Physicians who find that tattoo removal isn’t right for them but want to add new cosmetic services to their practices have alternatives, he said. “Why not just put the time, energy, and effort into a neurotoxin or a filler treatment? It’s a lot easier to do, a lot less expensive to invest into it, and more likely to return happier patients.”
Lee Kleiman, MD, a facial plastic surgeon in Severna Park, Md., said he went down the same path as Dr. Dayan but never felt satisfied with the procedure. “It was always a problem getting people in, because they would get frustrated after six treatments, eight treatments, and they still had a tattoo,” he said. “And they just wouldn’t show up [for appointments], or they just would cancel. … The average person who was getting these tattoos off didn’t really have the means to keep coming for 10, 15 times to get their tattoo taken off.”
Then, like Dr. Freehling, he learned about the PicoSure, and has found the results to be much better—and worth keeping in his practice. “We were all of a sudden going from telling people, ‘You need 10 to 15 treatments,’ [to] getting clearance of tattoos in anywhere from four to six treatments.” He said the laser can struggle with reds, and he frequently refers patients with bright reds to other practitioners with Q-switched lasers, which use a different laser technique and tend to perform better with that color.
What really makes the laser worth the expense and time is its ability, with the handpiece, to perform skin tightening and other procedures without the downtime for the patient that other lasers cause, Dr. Kleiman said. “What we found out after we discovered this other application and how effective it was in terms of its results and the patient acceptance of the procedure, is that it generated as much patient interest and volume as the tattoo [removal],” Dr. Kleiman said.

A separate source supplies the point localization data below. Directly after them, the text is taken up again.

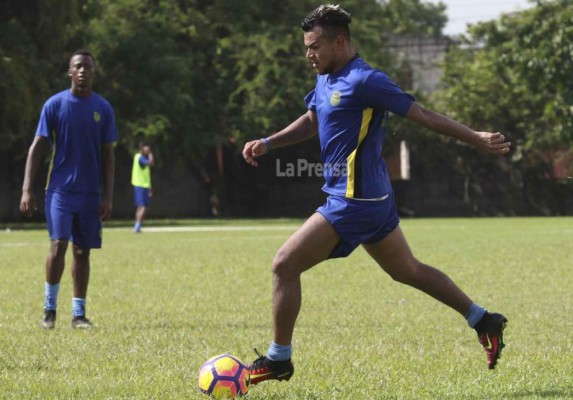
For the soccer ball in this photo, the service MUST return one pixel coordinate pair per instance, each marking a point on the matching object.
(224, 377)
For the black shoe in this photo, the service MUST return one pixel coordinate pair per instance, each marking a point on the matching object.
(49, 320)
(81, 322)
(490, 335)
(264, 369)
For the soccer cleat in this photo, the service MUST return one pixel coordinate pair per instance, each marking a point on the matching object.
(490, 335)
(49, 320)
(81, 322)
(263, 369)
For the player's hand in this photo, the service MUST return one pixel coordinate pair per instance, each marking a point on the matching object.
(105, 210)
(27, 204)
(252, 150)
(493, 143)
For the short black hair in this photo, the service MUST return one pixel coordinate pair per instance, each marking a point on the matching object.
(82, 52)
(333, 20)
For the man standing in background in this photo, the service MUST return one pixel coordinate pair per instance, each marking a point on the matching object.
(79, 125)
(141, 181)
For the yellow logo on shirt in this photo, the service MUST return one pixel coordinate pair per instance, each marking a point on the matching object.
(335, 98)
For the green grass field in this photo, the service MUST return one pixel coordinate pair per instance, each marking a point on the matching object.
(164, 302)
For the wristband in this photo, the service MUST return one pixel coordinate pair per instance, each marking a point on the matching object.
(267, 144)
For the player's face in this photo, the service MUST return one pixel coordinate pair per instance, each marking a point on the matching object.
(320, 51)
(82, 71)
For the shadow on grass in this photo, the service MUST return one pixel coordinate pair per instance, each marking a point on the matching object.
(557, 393)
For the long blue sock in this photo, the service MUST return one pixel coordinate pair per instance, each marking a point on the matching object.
(78, 307)
(51, 296)
(278, 352)
(475, 314)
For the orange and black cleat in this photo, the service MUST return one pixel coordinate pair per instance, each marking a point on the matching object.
(490, 335)
(263, 369)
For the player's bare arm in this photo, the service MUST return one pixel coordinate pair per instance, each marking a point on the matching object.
(108, 166)
(491, 143)
(27, 202)
(301, 129)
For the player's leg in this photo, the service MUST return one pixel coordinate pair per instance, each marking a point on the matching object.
(394, 255)
(86, 236)
(59, 221)
(311, 244)
(141, 200)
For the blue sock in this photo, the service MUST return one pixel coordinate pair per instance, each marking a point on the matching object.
(278, 352)
(475, 314)
(51, 296)
(78, 307)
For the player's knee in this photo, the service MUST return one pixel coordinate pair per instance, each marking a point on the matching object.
(282, 265)
(407, 273)
(58, 248)
(81, 253)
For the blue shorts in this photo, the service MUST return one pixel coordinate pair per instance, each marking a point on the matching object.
(75, 217)
(359, 221)
(140, 196)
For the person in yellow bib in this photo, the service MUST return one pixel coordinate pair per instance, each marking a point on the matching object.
(141, 181)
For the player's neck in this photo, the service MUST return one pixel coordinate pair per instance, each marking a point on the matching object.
(81, 91)
(344, 60)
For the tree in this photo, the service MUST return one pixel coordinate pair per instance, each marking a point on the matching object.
(514, 75)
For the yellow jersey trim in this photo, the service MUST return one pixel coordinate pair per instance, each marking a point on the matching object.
(351, 160)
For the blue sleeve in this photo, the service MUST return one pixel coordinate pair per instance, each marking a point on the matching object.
(46, 123)
(143, 160)
(379, 91)
(110, 130)
(310, 100)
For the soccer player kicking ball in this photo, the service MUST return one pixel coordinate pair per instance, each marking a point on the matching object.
(347, 108)
(79, 125)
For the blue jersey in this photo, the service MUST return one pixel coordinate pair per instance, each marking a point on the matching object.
(352, 107)
(77, 128)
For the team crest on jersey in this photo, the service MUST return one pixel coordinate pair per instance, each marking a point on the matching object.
(335, 98)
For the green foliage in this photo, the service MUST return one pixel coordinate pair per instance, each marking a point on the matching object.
(514, 75)
(185, 74)
(164, 302)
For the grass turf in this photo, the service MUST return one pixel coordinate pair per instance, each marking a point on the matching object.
(164, 302)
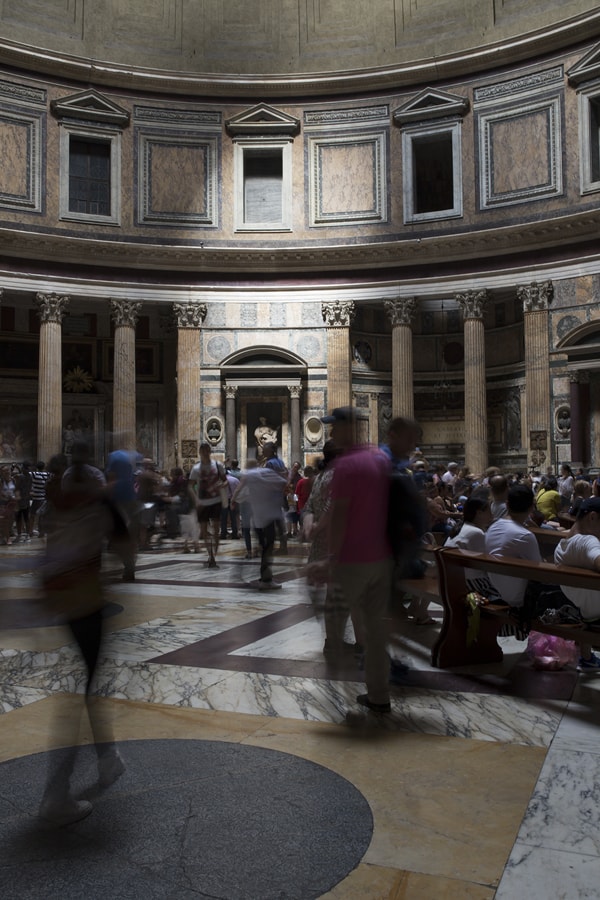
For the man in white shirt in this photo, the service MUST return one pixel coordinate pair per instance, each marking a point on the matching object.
(509, 537)
(582, 550)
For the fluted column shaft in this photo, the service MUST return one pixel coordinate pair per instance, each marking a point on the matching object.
(472, 304)
(190, 317)
(536, 299)
(295, 448)
(51, 309)
(401, 313)
(124, 315)
(230, 422)
(338, 317)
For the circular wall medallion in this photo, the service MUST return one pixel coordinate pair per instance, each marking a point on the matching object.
(218, 347)
(187, 818)
(313, 430)
(213, 430)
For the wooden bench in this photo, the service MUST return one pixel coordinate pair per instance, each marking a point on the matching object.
(451, 647)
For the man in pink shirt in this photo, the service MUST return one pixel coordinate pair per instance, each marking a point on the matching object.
(359, 550)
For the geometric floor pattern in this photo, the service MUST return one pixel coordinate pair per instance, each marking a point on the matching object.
(483, 782)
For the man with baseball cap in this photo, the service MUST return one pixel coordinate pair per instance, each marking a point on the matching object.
(582, 549)
(359, 550)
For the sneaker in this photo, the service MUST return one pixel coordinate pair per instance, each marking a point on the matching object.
(588, 665)
(342, 647)
(110, 767)
(363, 700)
(64, 812)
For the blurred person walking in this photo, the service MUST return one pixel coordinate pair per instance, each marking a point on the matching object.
(81, 518)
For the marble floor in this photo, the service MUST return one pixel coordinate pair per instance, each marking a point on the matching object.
(482, 783)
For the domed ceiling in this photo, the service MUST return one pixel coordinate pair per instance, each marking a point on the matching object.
(282, 46)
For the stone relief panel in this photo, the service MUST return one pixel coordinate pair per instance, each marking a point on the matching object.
(20, 151)
(520, 152)
(177, 180)
(218, 347)
(347, 179)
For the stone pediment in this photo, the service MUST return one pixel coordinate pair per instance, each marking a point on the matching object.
(587, 68)
(430, 104)
(91, 106)
(262, 121)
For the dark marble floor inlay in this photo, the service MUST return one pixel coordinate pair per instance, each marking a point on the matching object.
(188, 819)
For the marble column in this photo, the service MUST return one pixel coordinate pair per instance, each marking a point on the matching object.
(536, 299)
(51, 309)
(295, 446)
(472, 304)
(190, 317)
(338, 316)
(230, 422)
(401, 313)
(124, 314)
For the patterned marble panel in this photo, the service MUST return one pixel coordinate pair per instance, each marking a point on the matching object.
(564, 811)
(541, 873)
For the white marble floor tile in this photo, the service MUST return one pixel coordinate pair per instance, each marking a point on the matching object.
(564, 810)
(541, 874)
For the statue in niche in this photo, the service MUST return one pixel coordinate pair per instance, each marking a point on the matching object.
(263, 434)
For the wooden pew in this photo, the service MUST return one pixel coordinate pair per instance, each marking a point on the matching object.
(451, 647)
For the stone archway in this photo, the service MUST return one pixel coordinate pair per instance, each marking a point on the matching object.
(263, 383)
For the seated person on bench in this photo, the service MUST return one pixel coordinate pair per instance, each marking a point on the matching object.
(582, 550)
(478, 517)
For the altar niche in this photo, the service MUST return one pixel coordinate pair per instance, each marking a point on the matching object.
(264, 422)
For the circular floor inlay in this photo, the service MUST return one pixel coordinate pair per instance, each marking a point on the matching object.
(188, 819)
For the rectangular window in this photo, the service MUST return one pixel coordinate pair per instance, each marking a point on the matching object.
(432, 172)
(263, 186)
(89, 177)
(90, 174)
(594, 126)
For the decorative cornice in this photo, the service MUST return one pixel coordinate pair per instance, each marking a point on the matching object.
(544, 40)
(125, 313)
(526, 237)
(51, 307)
(535, 297)
(339, 314)
(472, 303)
(401, 311)
(189, 315)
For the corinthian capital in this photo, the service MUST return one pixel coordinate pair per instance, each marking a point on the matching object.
(535, 296)
(51, 307)
(401, 311)
(189, 315)
(472, 303)
(125, 312)
(339, 313)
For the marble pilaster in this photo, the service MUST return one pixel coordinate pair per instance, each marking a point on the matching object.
(472, 304)
(295, 391)
(189, 317)
(51, 309)
(230, 422)
(401, 313)
(536, 299)
(124, 315)
(338, 316)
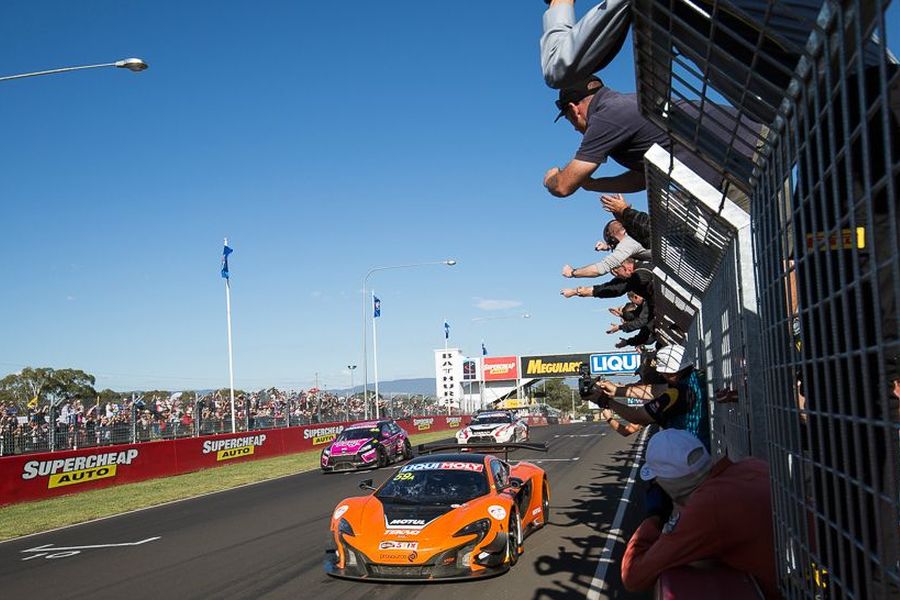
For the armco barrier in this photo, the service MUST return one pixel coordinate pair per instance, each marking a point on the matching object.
(40, 476)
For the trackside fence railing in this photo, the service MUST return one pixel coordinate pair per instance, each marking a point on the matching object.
(796, 104)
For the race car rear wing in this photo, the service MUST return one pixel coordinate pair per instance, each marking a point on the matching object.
(483, 448)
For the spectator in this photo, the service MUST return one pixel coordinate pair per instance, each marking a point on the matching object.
(612, 127)
(723, 512)
(623, 246)
(636, 222)
(680, 403)
(629, 277)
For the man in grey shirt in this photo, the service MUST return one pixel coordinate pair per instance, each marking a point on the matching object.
(622, 245)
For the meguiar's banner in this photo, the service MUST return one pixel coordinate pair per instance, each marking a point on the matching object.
(552, 365)
(38, 476)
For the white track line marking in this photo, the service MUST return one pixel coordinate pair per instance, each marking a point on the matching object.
(52, 548)
(598, 583)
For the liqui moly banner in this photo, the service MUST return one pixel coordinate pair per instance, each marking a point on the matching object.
(615, 363)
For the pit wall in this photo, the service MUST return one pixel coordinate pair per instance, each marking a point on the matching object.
(48, 474)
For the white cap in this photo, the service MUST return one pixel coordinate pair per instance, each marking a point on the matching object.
(674, 453)
(671, 359)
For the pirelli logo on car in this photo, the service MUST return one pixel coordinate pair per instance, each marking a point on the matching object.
(78, 469)
(234, 447)
(554, 365)
(322, 435)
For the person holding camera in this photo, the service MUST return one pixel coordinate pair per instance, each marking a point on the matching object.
(679, 403)
(701, 525)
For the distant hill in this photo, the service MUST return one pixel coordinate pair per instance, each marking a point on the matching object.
(422, 385)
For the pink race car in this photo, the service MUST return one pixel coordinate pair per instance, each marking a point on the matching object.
(367, 445)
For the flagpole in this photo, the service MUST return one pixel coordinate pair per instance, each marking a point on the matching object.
(375, 355)
(481, 387)
(230, 353)
(446, 340)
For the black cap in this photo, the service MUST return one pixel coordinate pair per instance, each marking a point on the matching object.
(575, 93)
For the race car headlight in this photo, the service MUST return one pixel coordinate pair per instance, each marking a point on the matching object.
(479, 527)
(344, 527)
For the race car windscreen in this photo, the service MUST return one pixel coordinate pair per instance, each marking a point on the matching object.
(491, 419)
(357, 434)
(438, 483)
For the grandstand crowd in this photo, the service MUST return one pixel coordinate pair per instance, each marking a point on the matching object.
(78, 423)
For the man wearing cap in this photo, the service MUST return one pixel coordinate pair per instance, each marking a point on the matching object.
(679, 403)
(613, 127)
(722, 512)
(623, 246)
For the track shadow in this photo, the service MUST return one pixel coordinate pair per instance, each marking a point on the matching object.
(571, 570)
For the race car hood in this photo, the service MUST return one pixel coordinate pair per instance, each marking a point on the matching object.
(406, 534)
(349, 446)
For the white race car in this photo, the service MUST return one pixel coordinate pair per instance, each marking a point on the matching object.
(495, 427)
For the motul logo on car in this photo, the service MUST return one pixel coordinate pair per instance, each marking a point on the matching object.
(404, 522)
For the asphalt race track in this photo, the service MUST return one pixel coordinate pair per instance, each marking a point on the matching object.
(267, 540)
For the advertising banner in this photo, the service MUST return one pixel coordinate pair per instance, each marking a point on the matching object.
(448, 376)
(553, 365)
(47, 474)
(500, 368)
(615, 363)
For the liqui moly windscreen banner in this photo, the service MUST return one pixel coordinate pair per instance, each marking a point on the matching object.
(500, 368)
(47, 474)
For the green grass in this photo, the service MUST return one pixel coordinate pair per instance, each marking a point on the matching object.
(32, 517)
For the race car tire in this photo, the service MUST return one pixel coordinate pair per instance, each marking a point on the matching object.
(407, 450)
(514, 537)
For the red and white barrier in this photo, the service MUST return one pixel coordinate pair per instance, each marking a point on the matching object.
(47, 474)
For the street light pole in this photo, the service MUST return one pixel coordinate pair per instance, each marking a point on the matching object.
(135, 65)
(449, 262)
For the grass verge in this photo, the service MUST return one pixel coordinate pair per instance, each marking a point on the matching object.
(32, 517)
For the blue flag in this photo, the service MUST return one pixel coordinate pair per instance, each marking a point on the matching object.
(225, 254)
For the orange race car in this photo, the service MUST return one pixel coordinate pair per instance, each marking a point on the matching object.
(459, 515)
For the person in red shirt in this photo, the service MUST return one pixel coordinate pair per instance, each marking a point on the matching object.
(722, 512)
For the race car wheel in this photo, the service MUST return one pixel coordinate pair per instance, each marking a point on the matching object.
(514, 537)
(545, 503)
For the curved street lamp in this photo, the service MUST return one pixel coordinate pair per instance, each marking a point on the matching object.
(448, 262)
(135, 65)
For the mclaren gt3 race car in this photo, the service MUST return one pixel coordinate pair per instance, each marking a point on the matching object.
(459, 515)
(365, 446)
(494, 427)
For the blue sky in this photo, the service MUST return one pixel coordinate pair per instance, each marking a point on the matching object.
(323, 139)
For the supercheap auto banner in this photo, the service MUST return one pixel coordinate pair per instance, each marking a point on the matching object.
(44, 475)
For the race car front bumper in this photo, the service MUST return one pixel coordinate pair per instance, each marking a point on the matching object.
(444, 566)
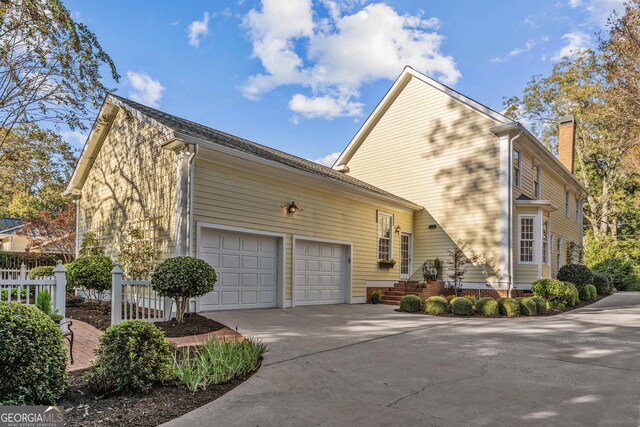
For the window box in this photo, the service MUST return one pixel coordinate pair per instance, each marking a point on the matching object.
(386, 263)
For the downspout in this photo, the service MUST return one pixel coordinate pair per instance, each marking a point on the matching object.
(510, 289)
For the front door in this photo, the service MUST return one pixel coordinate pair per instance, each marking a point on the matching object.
(406, 250)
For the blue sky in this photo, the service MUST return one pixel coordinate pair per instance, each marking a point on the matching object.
(302, 75)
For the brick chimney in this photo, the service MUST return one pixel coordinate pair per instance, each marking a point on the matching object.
(567, 142)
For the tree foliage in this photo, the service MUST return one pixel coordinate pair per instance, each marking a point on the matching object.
(49, 67)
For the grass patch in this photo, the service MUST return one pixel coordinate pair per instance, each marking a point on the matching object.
(218, 361)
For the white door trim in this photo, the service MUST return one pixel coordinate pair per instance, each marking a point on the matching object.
(410, 267)
(280, 289)
(348, 285)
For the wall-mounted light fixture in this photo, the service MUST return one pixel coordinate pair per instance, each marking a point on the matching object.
(291, 207)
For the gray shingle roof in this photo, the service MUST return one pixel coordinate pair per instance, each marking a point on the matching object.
(196, 130)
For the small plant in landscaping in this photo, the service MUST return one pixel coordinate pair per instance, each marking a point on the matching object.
(602, 282)
(410, 304)
(43, 271)
(578, 274)
(132, 357)
(528, 307)
(541, 304)
(509, 307)
(33, 359)
(461, 306)
(182, 278)
(92, 273)
(436, 306)
(488, 307)
(217, 362)
(43, 303)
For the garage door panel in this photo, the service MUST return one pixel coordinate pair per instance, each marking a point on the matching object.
(247, 268)
(319, 272)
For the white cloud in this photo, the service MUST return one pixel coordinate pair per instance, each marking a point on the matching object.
(325, 106)
(334, 56)
(576, 42)
(144, 89)
(530, 44)
(198, 29)
(328, 160)
(74, 138)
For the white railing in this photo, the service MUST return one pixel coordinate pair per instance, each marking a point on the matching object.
(136, 299)
(15, 286)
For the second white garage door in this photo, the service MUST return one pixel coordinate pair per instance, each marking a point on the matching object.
(247, 269)
(320, 273)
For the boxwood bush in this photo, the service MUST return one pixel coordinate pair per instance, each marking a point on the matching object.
(33, 358)
(91, 272)
(509, 307)
(132, 357)
(43, 271)
(602, 282)
(436, 305)
(410, 304)
(461, 306)
(182, 278)
(487, 307)
(578, 274)
(528, 306)
(541, 304)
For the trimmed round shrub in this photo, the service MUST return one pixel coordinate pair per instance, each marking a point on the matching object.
(602, 282)
(541, 305)
(43, 271)
(133, 356)
(436, 306)
(509, 307)
(488, 307)
(578, 274)
(528, 307)
(461, 306)
(182, 278)
(33, 358)
(410, 304)
(91, 272)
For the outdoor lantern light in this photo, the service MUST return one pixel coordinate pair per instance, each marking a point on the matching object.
(291, 207)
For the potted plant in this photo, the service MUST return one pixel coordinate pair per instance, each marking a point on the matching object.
(375, 296)
(386, 263)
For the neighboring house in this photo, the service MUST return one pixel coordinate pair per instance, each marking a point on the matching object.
(429, 167)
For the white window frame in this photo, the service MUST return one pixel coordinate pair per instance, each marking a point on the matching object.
(533, 239)
(390, 216)
(517, 179)
(537, 173)
(545, 242)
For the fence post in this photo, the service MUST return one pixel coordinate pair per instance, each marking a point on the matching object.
(60, 275)
(116, 294)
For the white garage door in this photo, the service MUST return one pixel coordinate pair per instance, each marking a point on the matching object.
(320, 271)
(247, 269)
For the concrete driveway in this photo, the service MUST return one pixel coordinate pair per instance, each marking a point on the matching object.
(369, 365)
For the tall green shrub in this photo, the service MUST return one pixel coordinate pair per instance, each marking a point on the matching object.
(33, 359)
(133, 356)
(182, 278)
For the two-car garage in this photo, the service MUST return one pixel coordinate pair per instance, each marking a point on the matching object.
(252, 272)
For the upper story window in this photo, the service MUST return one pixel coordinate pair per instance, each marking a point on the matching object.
(517, 172)
(385, 223)
(536, 182)
(526, 239)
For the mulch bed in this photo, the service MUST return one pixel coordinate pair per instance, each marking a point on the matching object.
(162, 404)
(98, 315)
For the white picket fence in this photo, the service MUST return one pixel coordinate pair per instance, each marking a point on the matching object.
(136, 299)
(16, 286)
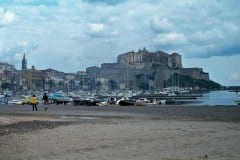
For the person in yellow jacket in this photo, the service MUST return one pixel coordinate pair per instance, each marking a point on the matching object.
(34, 102)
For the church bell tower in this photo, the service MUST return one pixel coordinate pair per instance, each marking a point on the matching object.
(24, 62)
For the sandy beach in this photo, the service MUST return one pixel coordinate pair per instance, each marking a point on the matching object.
(111, 132)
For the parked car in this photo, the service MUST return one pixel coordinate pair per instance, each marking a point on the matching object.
(28, 100)
(15, 101)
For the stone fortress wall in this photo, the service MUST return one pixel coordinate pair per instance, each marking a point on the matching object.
(153, 67)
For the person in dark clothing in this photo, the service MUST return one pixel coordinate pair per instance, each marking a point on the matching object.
(34, 102)
(45, 100)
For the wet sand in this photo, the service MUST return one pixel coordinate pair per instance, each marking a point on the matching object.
(152, 132)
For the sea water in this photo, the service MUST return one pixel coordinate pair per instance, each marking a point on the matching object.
(218, 98)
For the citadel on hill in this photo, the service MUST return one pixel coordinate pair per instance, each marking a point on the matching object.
(146, 70)
(141, 70)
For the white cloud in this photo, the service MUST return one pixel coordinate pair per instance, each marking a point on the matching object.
(235, 76)
(170, 39)
(18, 56)
(160, 24)
(6, 17)
(96, 27)
(131, 12)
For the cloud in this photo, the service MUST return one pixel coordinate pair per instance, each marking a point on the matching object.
(170, 39)
(49, 3)
(160, 24)
(108, 2)
(235, 76)
(6, 17)
(96, 27)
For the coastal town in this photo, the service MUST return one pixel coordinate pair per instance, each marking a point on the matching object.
(141, 74)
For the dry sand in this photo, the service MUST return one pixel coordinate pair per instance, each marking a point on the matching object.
(103, 137)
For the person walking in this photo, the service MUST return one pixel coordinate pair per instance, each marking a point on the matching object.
(45, 100)
(34, 102)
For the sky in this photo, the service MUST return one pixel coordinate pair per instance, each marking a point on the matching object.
(71, 35)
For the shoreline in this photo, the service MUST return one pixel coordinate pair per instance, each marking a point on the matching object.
(139, 133)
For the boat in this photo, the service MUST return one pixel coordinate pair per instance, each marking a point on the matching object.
(126, 103)
(59, 98)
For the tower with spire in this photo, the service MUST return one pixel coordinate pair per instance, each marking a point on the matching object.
(24, 62)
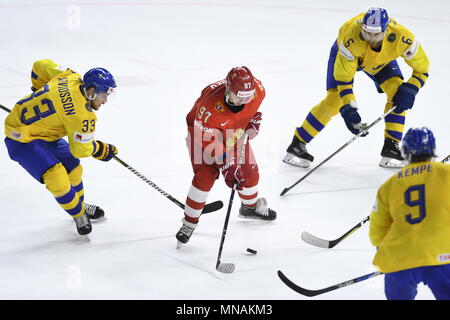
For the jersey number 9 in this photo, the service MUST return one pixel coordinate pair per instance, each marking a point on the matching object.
(419, 202)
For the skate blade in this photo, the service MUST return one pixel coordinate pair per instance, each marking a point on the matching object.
(296, 161)
(253, 218)
(226, 267)
(391, 163)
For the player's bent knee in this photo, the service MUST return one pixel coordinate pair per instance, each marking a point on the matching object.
(75, 175)
(57, 180)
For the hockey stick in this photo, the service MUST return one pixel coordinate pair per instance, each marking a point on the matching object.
(312, 293)
(221, 266)
(446, 159)
(210, 207)
(318, 242)
(365, 131)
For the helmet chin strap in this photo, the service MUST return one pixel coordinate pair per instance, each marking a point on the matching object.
(90, 98)
(227, 95)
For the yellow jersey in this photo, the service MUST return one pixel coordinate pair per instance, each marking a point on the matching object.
(354, 52)
(57, 108)
(410, 221)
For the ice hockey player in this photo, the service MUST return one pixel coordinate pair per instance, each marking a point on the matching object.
(370, 42)
(410, 222)
(220, 116)
(62, 104)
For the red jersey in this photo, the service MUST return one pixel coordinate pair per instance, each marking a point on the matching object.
(213, 126)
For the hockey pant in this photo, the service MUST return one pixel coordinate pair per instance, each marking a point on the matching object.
(387, 80)
(205, 176)
(402, 285)
(51, 163)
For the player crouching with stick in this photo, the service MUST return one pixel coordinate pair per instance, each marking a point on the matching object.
(220, 116)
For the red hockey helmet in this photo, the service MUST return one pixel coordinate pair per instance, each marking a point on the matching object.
(240, 85)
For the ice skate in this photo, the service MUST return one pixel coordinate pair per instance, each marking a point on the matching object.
(297, 155)
(259, 212)
(391, 155)
(184, 234)
(94, 212)
(83, 224)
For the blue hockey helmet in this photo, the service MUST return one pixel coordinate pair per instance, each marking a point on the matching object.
(375, 20)
(418, 141)
(100, 79)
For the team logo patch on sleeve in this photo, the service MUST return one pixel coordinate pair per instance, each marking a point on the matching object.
(444, 257)
(411, 52)
(83, 137)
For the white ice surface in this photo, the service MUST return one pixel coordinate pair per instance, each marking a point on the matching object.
(163, 54)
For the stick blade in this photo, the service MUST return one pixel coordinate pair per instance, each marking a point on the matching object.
(315, 241)
(213, 206)
(225, 267)
(296, 288)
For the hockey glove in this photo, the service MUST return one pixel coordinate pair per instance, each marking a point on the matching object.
(253, 126)
(232, 173)
(404, 97)
(353, 120)
(104, 151)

No matter how commonplace tattoos become, the market for their removal will always be finite because of the expense. “Laser tattoo removal, it’s a limited business,” he said. “Because someone comes in, they have a tattoo the size of an index card and you’re charging them $300 to $400 to take that off, and they need four to six treatments. They have to be willing to invest—and to really not like that tattoo.”
Thomas Collins is a freelance medical writer based in Florida.